Pamela Murray Winters


Deep Purple at the Playboy Mansion, October 1968

Next life, I want to be a man
so I don’t have to sit with my back to the band
as they make it rain music on the club
(my body my instrument, my hair my rain).

I found an old list of ambitions. At thirteen,
I wanted to play electric. I don’t remember this.
Deep Purple and Hefner say I get to be tambourine,
a scatter of rhythm even an idiot can play.

See her on the screen? Did I want to be in a lighted box,
seize up in the dark, like that whirl of arms, abdomen,
whipped brunette? At thirteen, I had the hair, the tits, the hunger,
I sang, I wanted to play electric and then

I heard words like boyfriend and hush. Stop the video at 5:08—
for a second, she has a face.

For reference:

Provincetown Seduction

of the Pig, his face
off a drachma, hair
tight, jeans, mouth. Knuckles
thickening, burn scars
on his thumbs, knows
what to do with his
hands. He
lifts me
to the broken-shingled roofs,
so pretty, the kind
of place you live and die.
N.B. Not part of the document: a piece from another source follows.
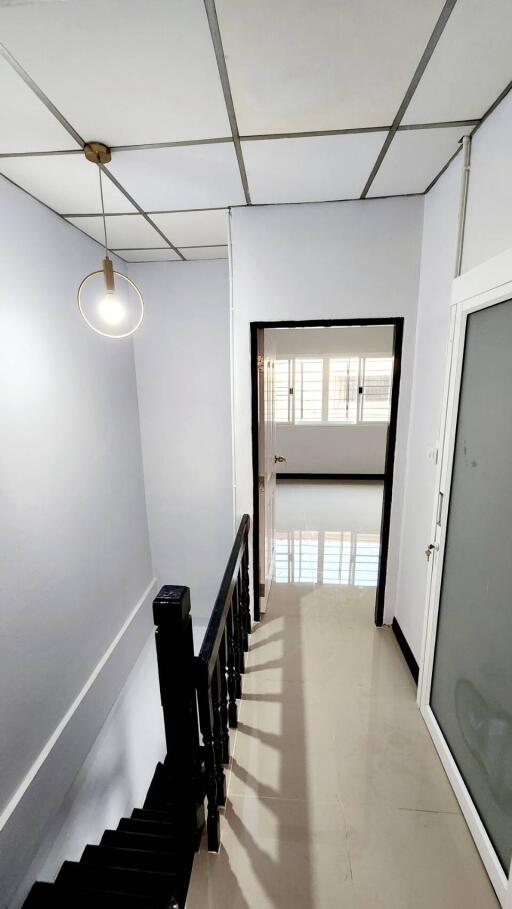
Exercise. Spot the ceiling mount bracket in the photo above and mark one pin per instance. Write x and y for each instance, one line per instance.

Such a crowd
of weathered wood.
Such birdshit, so blessed. I float,
a beloved cloud, no
rain, just shape
and shape
again. A drifting, ringed arm
after arm, color after color. Whose
garden was this?
His bay
eyes make me beautiful. He
zips up the dress,
carefully, and fills my arms with prickled
roses. He gives me water. I’m on
my own.

Anyway, the Moon

Where do the stars go after implants and fillers?
I heard there’s a special hotel that doesn’t require showing faces.
The hush of gauze and terry robes under golden-lily sconces.
Cross enough palms with enough silver, and silence.

I once saw the moon in eclipse, rejuvenated, hard,
untouchable, like metal. My husband and I took a road trip,
and we never fought. Slept bare under a white duvet,
wandered the foreign South. Too much beer, no kiss.

A little while, in July, we had a thing about how the moon
had disappeared. I don’t know the phase, maybe new,
maybe behind the pear tree. Maybe we checked the window
at all the wrong times. Anyway, the moon

seemed to have rolled off to a better backyard
on a more grateful planet, and we were left
with a color neither black nor blue nor gray
and a good story to tell ourselves as we turned in.

Pamela Murray Winters writes and procrastinates in Bowie, Maryland. A graduate of the University of Maryland and the Vermont College of Fine Arts, she has received two Maryland State Arts Council Individual Artist awards. Her first book, The Unbeckonable Bird, was published by FutureCycle Press in 2018. As a third-place finisher on Jeopardy!, she talked to Alex Trebek about Spinal Tap.